Supercomputer clusters are getting larger and larger, and that is Platform Computing has to revamp its Load Sharing Facility to version 8 and double up the capacity of the workload scheduling software for grids and clusters. The updated LSF also supports GPU co-processors as full citizens of the cluster.
With LSF 7, Platform Computing could manage a cluster that had 24,000 cores and on the order of 100,000 pending jobs, according to Ken Hertzler, vice president of product management at the grid computing pioneer. With LSF 8, which will start shipping in January 2011, a single instance of the cluster management tool will be able to span a cluster comprised of 48,000 cores and 200,000 pending jobs. And if you need to span larger cluster sizes, you can gang up multiple LSF 8 instances to control grids that have 100,000 cores and up to 1.5 million pending jobs.
This may seem like plenty of scalability, but Hertzler says that Platform Computing already has a couple of accounts that have clusters that range from 50,000 to 70,000 cores, so the doubling up of cluster scalability for LSF is not just a matter of providing lots of headroom to most customers. With core counts on the rise in x64 processors from Intel and Advanced Micro Devices to the tune of 30 per cent or so in the coming year and companies simultaneously adding more nodes to clusters, Platform Computing has to broaden its core and pending job counts. In fact, it won't be long before Platform Computing has to jack up the core counts some more.
LSF 8 is more than a tweaked version of the code with twice the cluster scalability, and Hertzler says it is the first major release of the product since LSF 7 shipped four years ago. And now it speaks GPU as well as CPU.
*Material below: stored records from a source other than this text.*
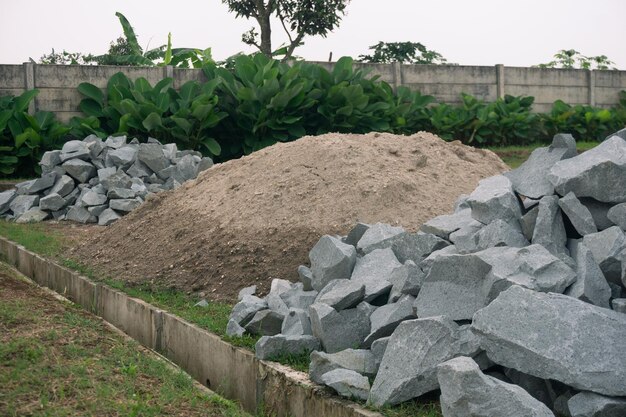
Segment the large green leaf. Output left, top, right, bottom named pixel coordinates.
left=78, top=83, right=104, bottom=106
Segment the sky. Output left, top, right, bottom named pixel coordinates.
left=0, top=0, right=626, bottom=68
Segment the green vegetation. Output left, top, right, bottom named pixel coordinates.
left=0, top=90, right=69, bottom=176
left=0, top=267, right=245, bottom=417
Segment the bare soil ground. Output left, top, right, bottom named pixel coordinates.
left=69, top=132, right=508, bottom=301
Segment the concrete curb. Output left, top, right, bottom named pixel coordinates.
left=0, top=236, right=382, bottom=417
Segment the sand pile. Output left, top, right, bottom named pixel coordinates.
left=76, top=132, right=507, bottom=300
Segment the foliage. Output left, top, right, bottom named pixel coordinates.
left=537, top=49, right=616, bottom=70
left=0, top=90, right=69, bottom=177
left=222, top=0, right=349, bottom=60
left=71, top=72, right=226, bottom=156
left=359, top=41, right=448, bottom=65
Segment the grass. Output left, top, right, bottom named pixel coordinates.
left=488, top=142, right=598, bottom=168
left=0, top=266, right=246, bottom=417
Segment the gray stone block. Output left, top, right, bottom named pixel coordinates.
left=109, top=198, right=141, bottom=213
left=309, top=303, right=371, bottom=353
left=607, top=203, right=626, bottom=230
left=309, top=235, right=356, bottom=291
left=565, top=241, right=611, bottom=308
left=368, top=316, right=480, bottom=407
left=9, top=195, right=39, bottom=218
left=98, top=208, right=122, bottom=226
left=437, top=356, right=554, bottom=417
left=237, top=285, right=256, bottom=301
left=315, top=279, right=365, bottom=311
left=548, top=136, right=626, bottom=203
left=230, top=295, right=267, bottom=326
left=15, top=207, right=50, bottom=223
left=356, top=223, right=404, bottom=254
left=532, top=195, right=569, bottom=256
left=48, top=175, right=75, bottom=197
left=298, top=265, right=313, bottom=291
left=62, top=159, right=96, bottom=183
left=107, top=145, right=137, bottom=169
left=344, top=223, right=370, bottom=248
left=65, top=206, right=98, bottom=223
left=567, top=391, right=626, bottom=417
left=39, top=193, right=65, bottom=211
left=611, top=298, right=626, bottom=313
left=0, top=190, right=17, bottom=214
left=226, top=319, right=246, bottom=337
left=137, top=143, right=170, bottom=173
left=465, top=220, right=530, bottom=252
left=559, top=192, right=598, bottom=236
left=309, top=349, right=378, bottom=384
left=502, top=134, right=577, bottom=199
left=280, top=308, right=313, bottom=336
left=254, top=335, right=320, bottom=360
left=363, top=295, right=416, bottom=348
left=350, top=248, right=402, bottom=302
left=472, top=286, right=626, bottom=396
left=320, top=369, right=370, bottom=400
left=415, top=254, right=494, bottom=320
left=583, top=226, right=626, bottom=285
left=467, top=175, right=522, bottom=228
left=579, top=198, right=613, bottom=231
left=420, top=209, right=474, bottom=240
left=244, top=309, right=285, bottom=336
left=389, top=260, right=426, bottom=303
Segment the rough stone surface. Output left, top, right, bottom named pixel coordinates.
left=15, top=207, right=50, bottom=223
left=356, top=223, right=404, bottom=254
left=437, top=357, right=554, bottom=417
left=280, top=308, right=313, bottom=336
left=548, top=136, right=626, bottom=203
left=244, top=309, right=285, bottom=336
left=62, top=159, right=96, bottom=183
left=368, top=316, right=480, bottom=406
left=567, top=391, right=626, bottom=417
left=309, top=303, right=371, bottom=353
left=309, top=349, right=378, bottom=384
left=565, top=241, right=611, bottom=308
left=467, top=175, right=522, bottom=224
left=503, top=135, right=577, bottom=199
left=320, top=369, right=370, bottom=400
left=472, top=286, right=626, bottom=396
left=315, top=279, right=365, bottom=311
left=230, top=295, right=267, bottom=326
left=363, top=295, right=415, bottom=348
left=98, top=208, right=121, bottom=226
left=607, top=203, right=626, bottom=230
left=309, top=235, right=356, bottom=291
left=583, top=226, right=626, bottom=285
left=532, top=195, right=569, bottom=256
left=254, top=335, right=320, bottom=359
left=351, top=248, right=402, bottom=302
left=559, top=192, right=598, bottom=236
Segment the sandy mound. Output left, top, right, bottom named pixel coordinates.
left=76, top=133, right=507, bottom=300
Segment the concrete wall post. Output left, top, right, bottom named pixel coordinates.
left=587, top=70, right=596, bottom=106
left=496, top=64, right=505, bottom=98
left=24, top=62, right=37, bottom=114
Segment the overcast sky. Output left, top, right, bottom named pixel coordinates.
left=0, top=0, right=626, bottom=68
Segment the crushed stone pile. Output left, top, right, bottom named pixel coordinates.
left=76, top=133, right=507, bottom=301
left=0, top=135, right=213, bottom=226
left=227, top=129, right=626, bottom=417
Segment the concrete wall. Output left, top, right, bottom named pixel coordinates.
left=0, top=62, right=626, bottom=121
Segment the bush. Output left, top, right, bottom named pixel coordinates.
left=0, top=90, right=70, bottom=177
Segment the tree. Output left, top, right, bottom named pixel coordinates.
left=537, top=49, right=616, bottom=70
left=359, top=41, right=448, bottom=64
left=222, top=0, right=350, bottom=60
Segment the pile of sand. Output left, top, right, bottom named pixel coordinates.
left=76, top=132, right=507, bottom=300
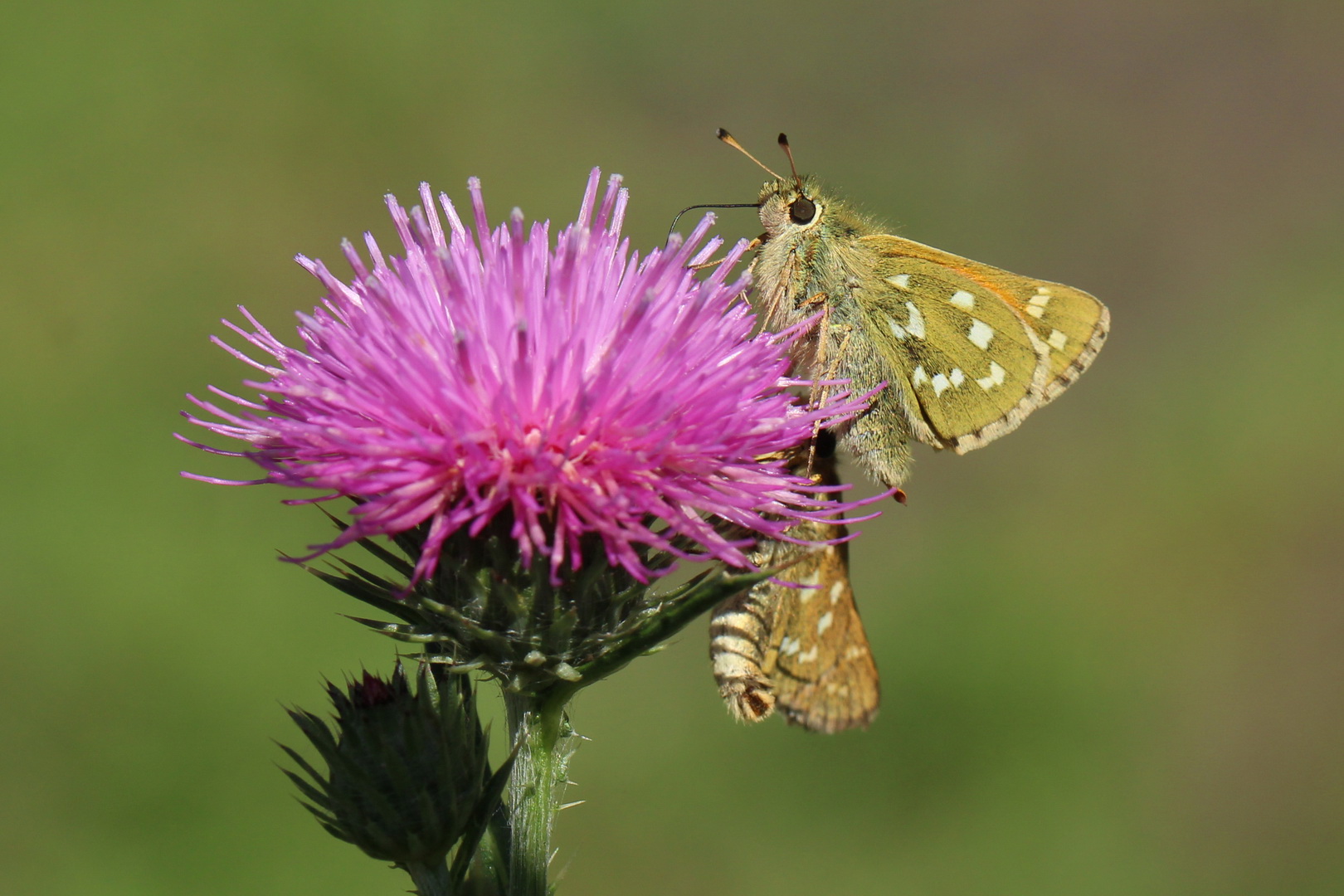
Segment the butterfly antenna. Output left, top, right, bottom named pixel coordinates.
left=780, top=134, right=802, bottom=189
left=715, top=128, right=783, bottom=180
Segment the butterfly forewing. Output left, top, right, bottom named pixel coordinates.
left=1010, top=271, right=1110, bottom=402
left=856, top=236, right=1049, bottom=450
left=860, top=235, right=1109, bottom=453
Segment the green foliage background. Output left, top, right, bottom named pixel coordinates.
left=0, top=0, right=1344, bottom=896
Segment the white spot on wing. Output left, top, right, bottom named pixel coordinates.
left=967, top=317, right=995, bottom=351
left=947, top=289, right=976, bottom=312
left=976, top=362, right=1006, bottom=391
left=906, top=302, right=925, bottom=338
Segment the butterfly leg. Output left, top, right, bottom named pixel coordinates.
left=808, top=322, right=852, bottom=475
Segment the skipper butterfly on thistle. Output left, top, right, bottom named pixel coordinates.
left=711, top=129, right=1110, bottom=731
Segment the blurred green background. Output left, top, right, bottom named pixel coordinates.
left=0, top=0, right=1344, bottom=896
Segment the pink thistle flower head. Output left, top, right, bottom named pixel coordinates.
left=178, top=169, right=863, bottom=582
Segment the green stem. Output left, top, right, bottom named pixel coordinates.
left=504, top=694, right=574, bottom=896
left=403, top=861, right=453, bottom=896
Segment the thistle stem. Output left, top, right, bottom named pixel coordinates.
left=504, top=694, right=574, bottom=896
Platform Computing's entry and midrange cluster management tool, Platform HPC 2.1, was announced last week ahead of the SC10 supercomputing conference, and it was the first program put out by the company to be able to directly schedule jobs on GPU co-processors. Now the full-on LSF scheduler, which is the flagship product from Platform Computing, has this capability. With the GPU support in LSF 8, jobs can be dispatched to them directly and the scheduler has smarts to see utilization and thermals for the GPUs so it can distribute workloads to avoid creating hot spots in the cluster.
Whether or not you use CPUs or a mix of CPUs and GPUs in your workloads (you can't actually run an operating system and applications directly on a GPU - yet), LSF 8 has a number of performance and scalability enhancements that can help boost the utilization on your clusters. And important new feature is called guaranteed resources, which is designed to make sure jobs get the resources they need to run to meet the service levels agreements that people require when they submit jobs. Because resources could not be guaranteed in prior releases, cluster administrators often had to carve their clusters up into silos, with higher priority jobs locking up resources that are often just sitting there, waiting for their job to start and lower priority jobs not finishing as quickly as they might had they had short-term access to those siloed resources.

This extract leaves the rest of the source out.